3 minute read
Erin Bascom
Erin Bascom
The Regenerative Confluence of Water
Acommunity-based methodology of healing is developed to enable the regenerative co-development of the Salt River watershed. Urban development has generally been the result of proximity to a major water source. Ancient cultures honored water for its multiplicity of values and utilized it in uncompromising ways. As a result of Western development practice, water systems have been stripped of their natural dynamic rhythms for order, consistency, and control in our increasingly demanding modern systems. What remains are the physical and historical fragments of the Salt River.
In the 1800s when settlers arrived in the Salt River valley, they named the developing Arizona territory “Phoenix” as a symbolic gesture out of recognition of the development’s emergence from the ashes of the Hohokam farming tribe. Development strategies associated with colonization and the industrialization of the 1800’s produced new infrastructure to control rivers and lakes to overcome the fluid, irregular, and sometimes damaging patterns of natural water systems. These practices permanently altered the natural water systems of central Arizona.
In recognition of the value brought to the Phoenix Metropolitan area by the Salt River, efforts must be focused on its regeneration. Before we can heal the river; however, we must first heal our relationship with the river and with each other. What once served as cultural, spiritual and physical anchor for the indigenous peoples who originally inhabited this land, may once again be re-established as an integral part of daily life.

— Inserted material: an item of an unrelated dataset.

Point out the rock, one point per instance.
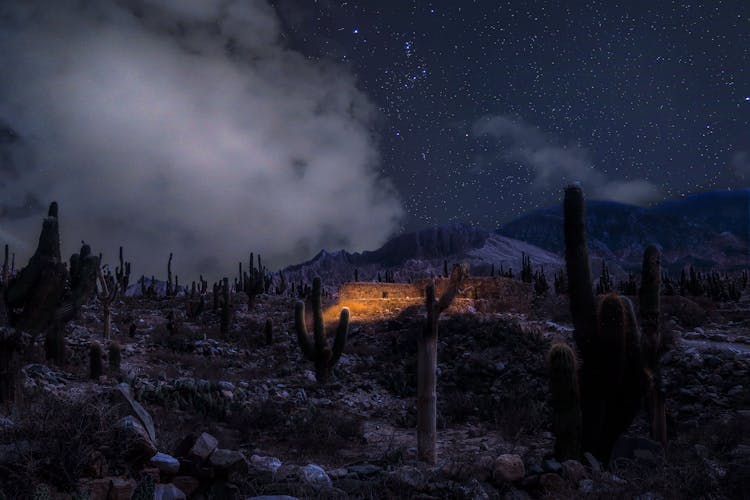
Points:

The intent of this study is to develop a new ecocultural design model of development for the Salt River watershed and surrounding areas with renewed respect for the land in modern society. It includes both conceptual and practical community guides to facilitate and catalyze a new community-driven typology of planning prepared for rapid community change and climate challenges. This study includes the review of prominent existing projects, both regionally and globally, with expertise in the areas of urban development, culture and place keeping/making, ecology and water management. This study aims to exhibit the diverse components of urbanism and its effects on the Salt River corridor, surrounding urban ecosystems and climate. This thesis argues for simultaneous and codependent cultural and ecological growth and healing, and its necessity for sustainable urban development.
Lastly, an urban revitalization framework is manifested in a community-oriented handbook based on key findings to produce a unified vision executed by watershed community co-design of the Phoenix metropolitan area. The Salt River traverses eight counties across forty miles. While this river hardly resembles what was once the cradle for development in the Sonoran Desert, it may still hold the key to our future. This is a call to action to consider our history, our present, and your role in our trajectory.
The healing process begins with the recognition of multiple value systems. To appropriately acknowledge and incorporate this multiplicity into the regenerative road map, knowledge exchange will become co-knowledge exchange, engagement will become co-engagement, followed by cocreation, co-implementation, and finally, coopportunity. Furthermore, river timelines will be referenced as plural to similarly acknowledge their multiplicity.